The following account, copied from the letters of his friend Shenstone, will be read with pain by those whom his poems have delighted. "Our old friend Somervile is dead! I did not imagine I could have been so sorry as I find myself on this occasion, 'Sublatum quaerimus.' I can now excuse all his foibles, impute them to age and to distress of circumstances; the last of these considerations wrings my very soul to think on. For a man of high spirit, conscious of having (at least in one production) generally pleased the world, to be plagued and threatened by wretches that are low in every sense, to be forced to drink himself into pains of the body in order to get rid of the pains of the mind, is a misery." He died July 14, 1743.
From lady Luxborough's Letters, p. 211, we find that Mr.
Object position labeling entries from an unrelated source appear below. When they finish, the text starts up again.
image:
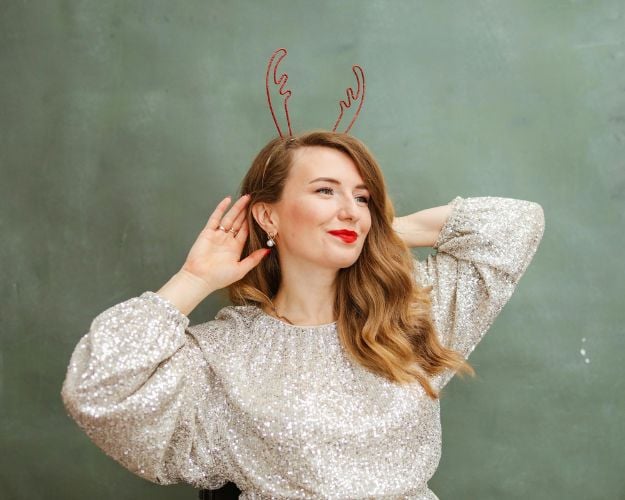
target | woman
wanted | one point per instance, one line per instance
(323, 379)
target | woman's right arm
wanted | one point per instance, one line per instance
(138, 383)
(134, 385)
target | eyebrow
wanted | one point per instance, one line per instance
(334, 181)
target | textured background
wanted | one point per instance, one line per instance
(123, 123)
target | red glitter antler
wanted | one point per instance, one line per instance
(281, 81)
(360, 94)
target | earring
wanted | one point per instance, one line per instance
(270, 241)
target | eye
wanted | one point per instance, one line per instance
(364, 198)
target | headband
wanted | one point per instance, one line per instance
(280, 81)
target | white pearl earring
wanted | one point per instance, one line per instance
(270, 241)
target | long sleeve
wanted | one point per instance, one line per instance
(483, 249)
(140, 388)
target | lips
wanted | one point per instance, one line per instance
(345, 235)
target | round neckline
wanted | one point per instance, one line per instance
(282, 323)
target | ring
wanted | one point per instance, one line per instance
(227, 230)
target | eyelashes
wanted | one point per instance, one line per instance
(365, 198)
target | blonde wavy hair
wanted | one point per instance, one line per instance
(384, 317)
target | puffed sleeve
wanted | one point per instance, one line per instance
(482, 251)
(139, 386)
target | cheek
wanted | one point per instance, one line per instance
(303, 215)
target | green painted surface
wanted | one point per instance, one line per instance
(124, 123)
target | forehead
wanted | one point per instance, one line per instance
(310, 162)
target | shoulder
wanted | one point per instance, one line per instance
(231, 322)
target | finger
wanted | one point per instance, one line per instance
(215, 218)
(242, 232)
(238, 222)
(235, 211)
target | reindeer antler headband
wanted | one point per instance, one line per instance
(280, 81)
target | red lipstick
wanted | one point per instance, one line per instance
(346, 235)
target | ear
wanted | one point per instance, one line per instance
(265, 216)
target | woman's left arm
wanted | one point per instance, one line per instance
(421, 229)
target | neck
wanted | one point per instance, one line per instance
(306, 296)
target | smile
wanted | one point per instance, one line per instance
(347, 237)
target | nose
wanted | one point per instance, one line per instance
(349, 210)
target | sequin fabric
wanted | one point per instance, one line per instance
(279, 409)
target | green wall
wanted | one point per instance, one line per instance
(123, 123)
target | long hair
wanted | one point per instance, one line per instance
(384, 316)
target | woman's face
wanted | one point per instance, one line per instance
(323, 192)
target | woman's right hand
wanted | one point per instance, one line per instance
(214, 257)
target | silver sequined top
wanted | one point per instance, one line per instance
(279, 409)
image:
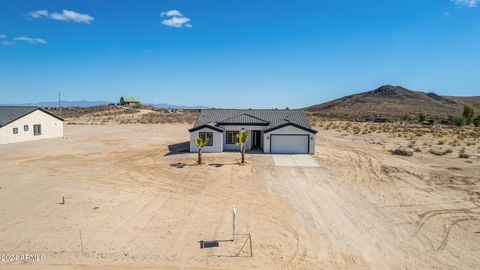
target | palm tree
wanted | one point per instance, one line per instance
(242, 141)
(200, 143)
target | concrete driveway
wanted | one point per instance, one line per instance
(294, 161)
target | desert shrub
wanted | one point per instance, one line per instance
(459, 121)
(437, 152)
(476, 121)
(468, 114)
(462, 154)
(403, 151)
(422, 117)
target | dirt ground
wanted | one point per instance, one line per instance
(131, 202)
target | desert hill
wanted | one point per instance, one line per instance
(391, 100)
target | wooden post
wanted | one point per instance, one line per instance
(234, 212)
(251, 248)
(81, 240)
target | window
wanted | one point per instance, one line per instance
(207, 136)
(232, 137)
(37, 130)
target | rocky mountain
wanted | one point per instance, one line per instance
(391, 100)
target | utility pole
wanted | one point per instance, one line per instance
(59, 104)
(234, 231)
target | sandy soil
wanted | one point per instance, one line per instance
(129, 202)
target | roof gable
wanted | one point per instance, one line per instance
(272, 118)
(242, 119)
(9, 114)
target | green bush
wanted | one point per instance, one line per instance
(459, 121)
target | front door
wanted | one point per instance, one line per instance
(257, 139)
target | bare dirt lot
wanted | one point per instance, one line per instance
(129, 202)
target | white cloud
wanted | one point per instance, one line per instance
(7, 43)
(171, 13)
(174, 18)
(38, 14)
(31, 40)
(65, 15)
(72, 16)
(466, 3)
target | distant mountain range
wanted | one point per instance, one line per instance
(391, 100)
(87, 103)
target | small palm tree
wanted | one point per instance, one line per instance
(200, 143)
(242, 141)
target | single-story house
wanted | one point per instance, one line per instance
(271, 130)
(129, 101)
(28, 123)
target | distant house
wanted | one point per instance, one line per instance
(129, 101)
(28, 123)
(375, 119)
(271, 130)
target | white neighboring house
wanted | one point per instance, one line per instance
(270, 130)
(28, 123)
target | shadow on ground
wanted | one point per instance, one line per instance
(178, 148)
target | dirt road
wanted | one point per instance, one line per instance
(129, 202)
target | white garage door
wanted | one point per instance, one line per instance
(289, 144)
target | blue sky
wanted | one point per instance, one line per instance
(230, 53)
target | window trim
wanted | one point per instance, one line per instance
(235, 139)
(35, 133)
(210, 142)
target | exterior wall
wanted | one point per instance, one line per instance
(217, 141)
(51, 128)
(234, 147)
(288, 130)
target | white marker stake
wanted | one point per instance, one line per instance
(234, 211)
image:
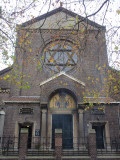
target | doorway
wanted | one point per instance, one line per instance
(99, 129)
(29, 127)
(64, 122)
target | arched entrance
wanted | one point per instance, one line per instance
(62, 107)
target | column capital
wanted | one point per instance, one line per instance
(44, 111)
(80, 111)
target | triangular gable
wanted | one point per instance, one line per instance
(60, 74)
(60, 18)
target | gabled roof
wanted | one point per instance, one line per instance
(23, 99)
(60, 74)
(61, 9)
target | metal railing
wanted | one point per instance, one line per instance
(46, 146)
(9, 146)
(108, 146)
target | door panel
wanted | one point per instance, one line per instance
(99, 136)
(64, 122)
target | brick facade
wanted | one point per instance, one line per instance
(85, 83)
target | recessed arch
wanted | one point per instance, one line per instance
(62, 99)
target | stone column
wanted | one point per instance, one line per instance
(44, 129)
(58, 144)
(2, 119)
(92, 143)
(23, 143)
(81, 131)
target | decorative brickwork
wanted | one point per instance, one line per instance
(23, 144)
(58, 144)
(92, 144)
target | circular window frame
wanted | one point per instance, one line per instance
(52, 56)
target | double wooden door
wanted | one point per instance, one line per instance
(64, 122)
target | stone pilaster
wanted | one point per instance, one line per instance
(58, 144)
(92, 143)
(2, 119)
(23, 143)
(81, 131)
(44, 128)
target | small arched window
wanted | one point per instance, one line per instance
(62, 100)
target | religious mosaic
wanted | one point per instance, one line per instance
(62, 100)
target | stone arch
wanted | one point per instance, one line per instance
(62, 99)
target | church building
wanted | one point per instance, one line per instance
(55, 96)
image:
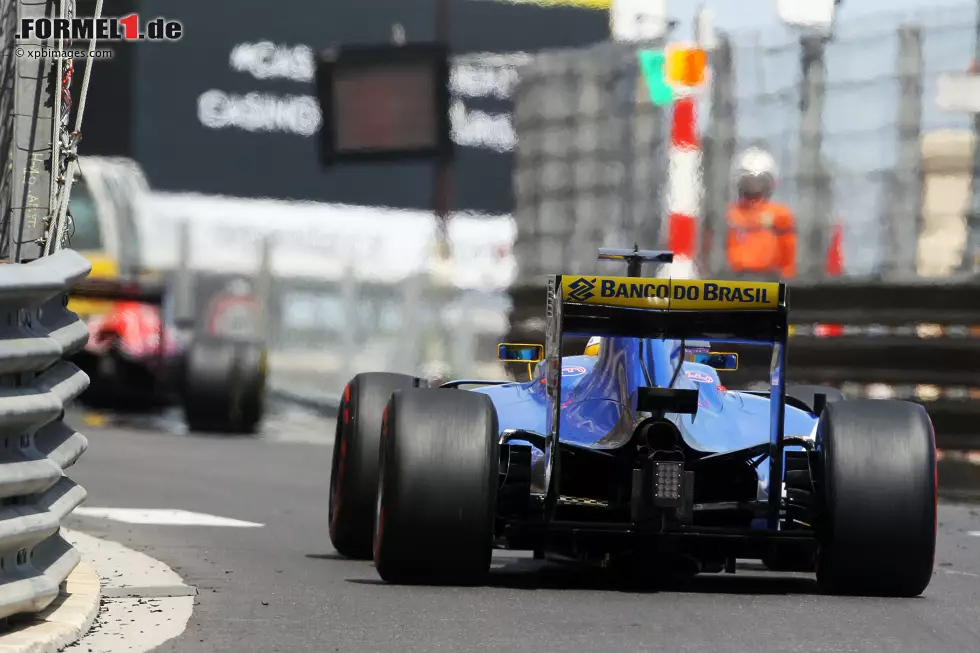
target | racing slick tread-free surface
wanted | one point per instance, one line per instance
(224, 386)
(438, 488)
(807, 393)
(354, 472)
(878, 529)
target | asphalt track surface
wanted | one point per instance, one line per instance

Somervile translated from Voltaire the play of "Alzira," which was then in manuscript in her hands.
His distresses, says Dr. Johnson, need not be much pitied: his estate is said to have been fifteen hundred a year, which by his death devolved to lord Somervile, of Scotland. His mother, indeed, who lived till ninety, had a jointure of six hundred. Dr. Johnson regrets his not being better enabled to exhibit memorials of a writer, who at least must be allowed to have set a good example to men of his own class, by devoting part of his time to elegant knowledge; and who has shewn by the subjects which his poetry has adorned, that it is practicable to be at once a skilful sportsman and a man of letters. He tried many modes of poetry; and though perhaps he has not in any reached such excellence as to raise much envy, it may commonly be said at least, that "he writes very well for a gentleman." His serious pieces are sometimes elevated, and his trifles are sometimes elegant. His subjects are commonly such as require no great depth of thought or energy of expression. His fables are generally stale, and therefore excite no curiosity. Of his favourite, The Two Springs, the fiction is unnatural, and the moral inconsequential. In his Tales there is too much coarseness, with too little care of language, and not sufficient rapidity of narration. As a poet, however, he is chiefly known by his "Chace," which is entitled to great praise as a descriptive poem.